A la vez que las multinacionales se expanden por todo el planeta, las fábricas se

disgregan en unidades productivas bastante más pequeñas, y cuanto más, más difícil

también que los sindicatos puedan colarse en las empresas.

En muchas ramas de la producción y de los servicios recurrir a la huelga, el arma más

contundente de que los sindicatos disponían, solo favorece el recorte de mano de obra

que los avances tecnológicos de suyo promueven, y/o facilita una des-localización de

las empresas a países con salarios mucho más bajos en los que además la huelga y la

lucha sindical están excluidas.

Fieles al sindicato permanecen únicamente los que disfrutan de un puesto de trabajo

seguro, de preferencia un obrero especializado con salarios que sobrepasan la media,

mayor de 50 años, con uno o dos hijos y una mujer ama de casa. Los sindicatos saben

que no pueden seguir aferrados a esta clientela que merma a gran velocidad, conscientes

de que el esfuerzo por mantener el statu quo a todo trance lleva a la consunción en la

impotencia.

Es obvio que, en un mundo globalizado, los sindicatos únicamente podrán perdurar

actuando globalmente. Restringir su actuación al interior de las fronteras nacionales,

cuando el capital y las empresas se mueven a nivel planetario, sería firmar su sentencia

de muerte. Ahora bien, por indispensable que la internacionalización de la acción

sindical sea en teoría, en la práctica se muestra casi inalcanzable.

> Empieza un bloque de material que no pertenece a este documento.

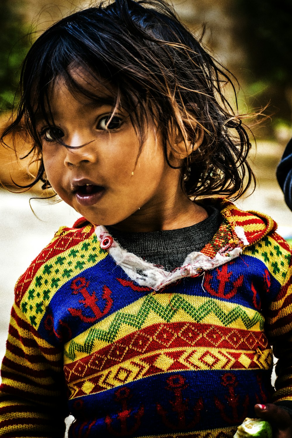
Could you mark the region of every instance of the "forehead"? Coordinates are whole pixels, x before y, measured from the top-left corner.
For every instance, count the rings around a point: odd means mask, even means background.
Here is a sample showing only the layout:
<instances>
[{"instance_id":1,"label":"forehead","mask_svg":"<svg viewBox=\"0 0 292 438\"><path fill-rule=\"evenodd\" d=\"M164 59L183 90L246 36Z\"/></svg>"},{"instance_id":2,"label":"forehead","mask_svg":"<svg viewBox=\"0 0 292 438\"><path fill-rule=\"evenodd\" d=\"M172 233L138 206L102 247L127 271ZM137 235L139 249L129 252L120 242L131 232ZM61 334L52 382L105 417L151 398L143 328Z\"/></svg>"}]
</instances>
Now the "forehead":
<instances>
[{"instance_id":1,"label":"forehead","mask_svg":"<svg viewBox=\"0 0 292 438\"><path fill-rule=\"evenodd\" d=\"M89 69L71 66L51 81L43 99L40 97L34 106L36 121L51 118L52 110L55 112L54 108L65 95L88 107L115 106L121 103L117 88L108 80Z\"/></svg>"}]
</instances>

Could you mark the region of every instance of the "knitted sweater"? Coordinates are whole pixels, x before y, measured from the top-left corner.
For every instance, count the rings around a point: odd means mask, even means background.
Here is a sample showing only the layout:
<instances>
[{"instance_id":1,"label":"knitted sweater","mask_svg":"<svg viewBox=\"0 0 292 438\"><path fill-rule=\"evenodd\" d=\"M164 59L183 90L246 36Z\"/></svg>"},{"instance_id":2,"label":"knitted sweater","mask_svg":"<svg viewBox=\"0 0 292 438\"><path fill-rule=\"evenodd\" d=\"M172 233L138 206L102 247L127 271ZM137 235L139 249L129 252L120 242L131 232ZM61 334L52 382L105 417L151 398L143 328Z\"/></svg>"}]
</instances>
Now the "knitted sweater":
<instances>
[{"instance_id":1,"label":"knitted sweater","mask_svg":"<svg viewBox=\"0 0 292 438\"><path fill-rule=\"evenodd\" d=\"M172 272L85 220L58 231L16 286L0 436L62 437L70 412L71 438L227 438L256 403L291 407L291 249L217 202L218 232Z\"/></svg>"}]
</instances>

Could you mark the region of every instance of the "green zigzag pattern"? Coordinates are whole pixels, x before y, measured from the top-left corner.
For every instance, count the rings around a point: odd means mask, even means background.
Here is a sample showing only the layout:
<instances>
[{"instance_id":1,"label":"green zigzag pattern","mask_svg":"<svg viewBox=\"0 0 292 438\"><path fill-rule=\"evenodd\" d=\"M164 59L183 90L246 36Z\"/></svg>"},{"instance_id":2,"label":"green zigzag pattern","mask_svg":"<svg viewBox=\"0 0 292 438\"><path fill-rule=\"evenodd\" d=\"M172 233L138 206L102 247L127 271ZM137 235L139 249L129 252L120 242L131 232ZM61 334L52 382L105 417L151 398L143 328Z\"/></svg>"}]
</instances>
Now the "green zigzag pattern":
<instances>
[{"instance_id":1,"label":"green zigzag pattern","mask_svg":"<svg viewBox=\"0 0 292 438\"><path fill-rule=\"evenodd\" d=\"M105 341L109 343L113 342L122 324L127 324L140 330L151 311L155 312L165 322L169 322L180 309L184 311L196 322L200 322L206 316L213 313L225 327L241 318L247 329L251 328L257 322L260 323L260 330L264 328L264 319L258 313L256 312L252 318L250 318L244 309L239 305L226 313L219 307L215 300L208 300L198 307L195 307L181 295L176 295L172 298L169 304L164 306L151 294L149 294L145 297L137 314L125 313L120 311L117 311L108 330L92 328L84 343L72 341L68 352L65 351L65 355L71 360L74 360L76 358L77 351L90 354L95 339Z\"/></svg>"}]
</instances>

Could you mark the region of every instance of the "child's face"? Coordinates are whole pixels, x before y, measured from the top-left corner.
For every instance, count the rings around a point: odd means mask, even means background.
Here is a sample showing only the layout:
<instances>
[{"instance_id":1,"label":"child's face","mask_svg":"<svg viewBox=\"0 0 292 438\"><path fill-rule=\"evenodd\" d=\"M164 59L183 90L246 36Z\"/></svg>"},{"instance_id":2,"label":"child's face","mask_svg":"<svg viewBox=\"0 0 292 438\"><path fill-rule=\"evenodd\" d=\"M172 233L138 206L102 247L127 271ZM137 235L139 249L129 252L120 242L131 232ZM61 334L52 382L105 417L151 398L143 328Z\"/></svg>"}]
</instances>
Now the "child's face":
<instances>
[{"instance_id":1,"label":"child's face","mask_svg":"<svg viewBox=\"0 0 292 438\"><path fill-rule=\"evenodd\" d=\"M82 75L74 79L86 80ZM98 86L104 95L105 88ZM179 170L167 164L154 127L149 127L135 167L139 138L123 110L109 122L111 103L97 106L84 96L74 97L61 78L52 91L50 105L58 129L42 120L37 126L47 177L60 198L91 222L133 231L137 222L139 230L150 230L169 214L170 205L175 208L178 197L186 198Z\"/></svg>"}]
</instances>

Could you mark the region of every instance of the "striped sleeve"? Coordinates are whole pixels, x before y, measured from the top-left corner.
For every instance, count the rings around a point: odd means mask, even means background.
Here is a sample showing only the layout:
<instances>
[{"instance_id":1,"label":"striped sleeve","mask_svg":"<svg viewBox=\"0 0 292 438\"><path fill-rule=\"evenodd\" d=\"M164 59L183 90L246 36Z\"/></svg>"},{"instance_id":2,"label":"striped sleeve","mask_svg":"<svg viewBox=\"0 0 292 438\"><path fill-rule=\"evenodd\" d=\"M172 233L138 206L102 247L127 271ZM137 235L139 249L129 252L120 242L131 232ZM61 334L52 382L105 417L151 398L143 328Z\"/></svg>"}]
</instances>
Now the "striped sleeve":
<instances>
[{"instance_id":1,"label":"striped sleeve","mask_svg":"<svg viewBox=\"0 0 292 438\"><path fill-rule=\"evenodd\" d=\"M0 436L64 436L62 352L41 338L16 304L1 376Z\"/></svg>"},{"instance_id":2,"label":"striped sleeve","mask_svg":"<svg viewBox=\"0 0 292 438\"><path fill-rule=\"evenodd\" d=\"M290 249L291 251L291 249ZM285 256L288 258L288 254ZM269 309L266 330L278 359L274 403L292 409L292 257L281 288Z\"/></svg>"}]
</instances>

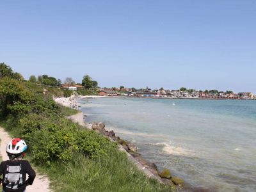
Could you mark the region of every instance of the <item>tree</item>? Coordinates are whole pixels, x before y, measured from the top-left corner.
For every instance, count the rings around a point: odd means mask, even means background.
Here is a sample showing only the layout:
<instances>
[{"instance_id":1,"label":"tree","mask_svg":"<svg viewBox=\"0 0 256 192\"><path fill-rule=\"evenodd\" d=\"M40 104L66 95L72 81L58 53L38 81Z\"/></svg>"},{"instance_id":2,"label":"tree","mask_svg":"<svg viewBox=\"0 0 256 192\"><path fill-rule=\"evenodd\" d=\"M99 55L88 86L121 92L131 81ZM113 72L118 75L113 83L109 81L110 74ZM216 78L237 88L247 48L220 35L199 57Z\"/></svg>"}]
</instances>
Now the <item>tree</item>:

Así como se requiere una coordinación de los Estados a nivel mundial para enfrentarse a

los problemas globales, nadie duda de que para paliar el poder del capital los sindicatos

tendrían que actuar globalmente, pero en ambos casos queda patente que no porque sea

indispensable resulta factible. Hay que tener en cuenta que los sindicatos nacieron y se

desarrollaron en sociedades industriales que cuajaron en el interior de Estados

nacionales. La crisis profunda de los Estados nacionales es también la de los sindicatos.

En España la situación se agrava porque los sindicatos solo pudieron reorganizarse

cuando había empezado ya el declive del movimiento obrero y la señora Thatcher

estaba ocupada en aplastar el poder sindical. El neoliberalismo implantó una nueva

cultura individualista que ha terminado por prevalecer en la sociedad posindustrial y que

ha dejado la solidaridad en manos exclusivas del Estado. Con la nueva regulación del

mercado del trabajo unos sindicatos tardíos, sin apenas afiliación, se juegan la

supervivencia. No se trata tanto de abaratar el despido, que también, como de eliminar

la negociación colectiva, cada vez más difícil de encajar en una economía globalizada

con enormes oscilaciones en la demanda.

Ahora bien, si se negocia empresa por empresa, no solo en la mayor parte de ellas los

trabajadores quedan desprotegidos, es que los sindicatos pierden su razón de ser. En

poder de la derecha una buena parte de las radios y las televisiones privadas, muchos

hoy, incluso entre los trabajadores, aplauden que se decapite a los sindicatos.

Cuando haya que enfrentarse a las “huelgas salvajes” de los pocos sectores privilegiados

que se las puedan permitir, o a las mucho más violentas que surjan de situaciones

extremas de explotación, se comprobará demasiado tarde la función esencial que los

sindicatos desempeñan en el mantenimiento del orden social establecido.

Ignacio Sotelo, catedrático de Sociología, es autor de El Estado social.